After Avodah, the perennial question of where to work returned. This time, I felt I had a new lens of self-awareness about my responsibility toward those around me, as well as a new fire beneath me to focus on the urgent needs of those I am most connected to. While I see so many issues abroad, I realized that I can’t demand change out there when I know communities right here are dealing with their own struggles. I wanted to be a part of making change in the communities I’m connected to—my Jewish community, my neighborhood, and the institutions I turn toward.
Coinciding with the end of my Service Corps year, Kabul fell, which began one of the largest immigration waves in modern history. The D.C. Jewish community partnered with LSSNCA because of their direct work resettling Afghan refugees throughout D.C., Virginia, and Maryland. While looking for jobs, I spent my days volunteering with LSSNCA, helping them respond to the overwhelming number of emails from the public. After a couple weeks of volunteering, they hired me part-time. A few weeks after that, they created a full-time position!

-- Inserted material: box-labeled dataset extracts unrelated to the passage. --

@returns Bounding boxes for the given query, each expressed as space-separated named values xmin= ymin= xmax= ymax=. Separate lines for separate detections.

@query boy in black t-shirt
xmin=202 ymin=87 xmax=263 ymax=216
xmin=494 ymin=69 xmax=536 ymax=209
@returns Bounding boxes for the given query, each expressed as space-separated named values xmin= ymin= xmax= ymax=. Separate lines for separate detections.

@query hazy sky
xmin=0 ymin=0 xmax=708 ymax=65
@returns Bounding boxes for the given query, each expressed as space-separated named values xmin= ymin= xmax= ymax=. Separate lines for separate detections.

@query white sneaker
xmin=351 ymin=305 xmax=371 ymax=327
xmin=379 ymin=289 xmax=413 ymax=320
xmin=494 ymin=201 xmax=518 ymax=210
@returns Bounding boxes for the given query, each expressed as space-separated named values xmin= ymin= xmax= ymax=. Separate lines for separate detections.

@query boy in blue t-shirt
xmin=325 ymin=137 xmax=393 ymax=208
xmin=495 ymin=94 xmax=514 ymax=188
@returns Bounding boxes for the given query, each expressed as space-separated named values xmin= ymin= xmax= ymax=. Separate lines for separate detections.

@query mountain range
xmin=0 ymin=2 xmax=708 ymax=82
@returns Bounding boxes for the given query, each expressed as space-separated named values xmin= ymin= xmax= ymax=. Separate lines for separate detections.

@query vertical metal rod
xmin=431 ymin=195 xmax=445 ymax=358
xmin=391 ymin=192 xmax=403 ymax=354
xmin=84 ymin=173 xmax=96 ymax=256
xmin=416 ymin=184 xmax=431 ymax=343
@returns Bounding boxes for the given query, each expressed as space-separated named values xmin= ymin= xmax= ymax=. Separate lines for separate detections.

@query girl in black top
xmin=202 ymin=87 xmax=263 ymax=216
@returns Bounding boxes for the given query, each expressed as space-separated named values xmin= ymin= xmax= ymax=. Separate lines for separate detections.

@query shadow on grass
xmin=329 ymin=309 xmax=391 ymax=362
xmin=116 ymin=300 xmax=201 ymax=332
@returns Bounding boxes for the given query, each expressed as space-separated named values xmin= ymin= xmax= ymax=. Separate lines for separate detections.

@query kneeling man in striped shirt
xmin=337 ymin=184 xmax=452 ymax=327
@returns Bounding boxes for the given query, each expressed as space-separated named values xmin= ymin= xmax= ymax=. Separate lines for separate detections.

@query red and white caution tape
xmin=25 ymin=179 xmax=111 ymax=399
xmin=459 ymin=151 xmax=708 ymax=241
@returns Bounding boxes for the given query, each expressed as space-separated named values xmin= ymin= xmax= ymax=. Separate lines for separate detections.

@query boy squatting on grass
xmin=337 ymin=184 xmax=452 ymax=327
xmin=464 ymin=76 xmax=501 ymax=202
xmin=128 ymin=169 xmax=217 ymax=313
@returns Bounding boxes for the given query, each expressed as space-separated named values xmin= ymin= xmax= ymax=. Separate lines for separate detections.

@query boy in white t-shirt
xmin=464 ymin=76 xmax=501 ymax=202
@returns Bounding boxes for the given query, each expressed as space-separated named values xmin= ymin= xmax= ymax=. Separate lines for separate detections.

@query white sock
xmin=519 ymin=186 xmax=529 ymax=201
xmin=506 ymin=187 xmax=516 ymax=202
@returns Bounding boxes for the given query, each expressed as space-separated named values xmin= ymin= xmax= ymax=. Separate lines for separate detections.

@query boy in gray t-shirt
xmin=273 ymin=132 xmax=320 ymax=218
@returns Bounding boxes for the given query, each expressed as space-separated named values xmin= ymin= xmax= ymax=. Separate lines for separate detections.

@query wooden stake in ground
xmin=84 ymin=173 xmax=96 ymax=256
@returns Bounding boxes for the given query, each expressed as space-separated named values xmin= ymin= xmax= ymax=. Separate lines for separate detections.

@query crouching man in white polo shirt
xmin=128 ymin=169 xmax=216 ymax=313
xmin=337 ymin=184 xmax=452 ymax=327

It feels so good to be a part of an organization doing effective, human-centered work. There are people coming to our community with nothing and LSSCNA is finding the resources to help these families build a life. What’s unique about LSSNCA is that community partnerships are baked into their refugee resettlement model, to help open people’s minds and hearts to welcoming newcomers.
Now, as the Executive Assistant, I get to support the CEO and the executive team with their special projects, acting as an internal consultant to help build the organization’s systems. I am currently working with the team of people thinking strategically at the organizational level—that’s what I like. I’m a systems guy. “What systems can we put in place to make these processes better for these people?” The work is relevant and it’s urgent, and I’m adding value, which is all I can ask for.
How did your Service Corps experience impact your approach to justice work?
The conversations I had with my housemates helped shift how I thought about my place in engaging in social justice issues. They helped push me to think locally and at a deeper level. We talked a lot about how everything is connected—that has become a mantra for myself. Seeing all issues as interconnected—homelessness, immigration, health, poverty, wealth, and power disparities—has been very important for me because it also means there are many ways to engage in fixing these issues.
Avodah also pushed me to think about the unique position of the Jewish community, where we are both deeply harmed by many of these problematic systems while also often benefit from them. We are harmed by white supremacy, systems of valuing profit over people, and wealth hoarding. And yet, we are a part of it. We benefit from it. To be able to admit that, to name it, is a really really important first step. While I’m trying to partner with others to take appropriate action, the ability to name the tension first is definitely something that came out of Avodah—being comfortable with myself enough to name our imperfections and then building community to sustain the long work of creating something better.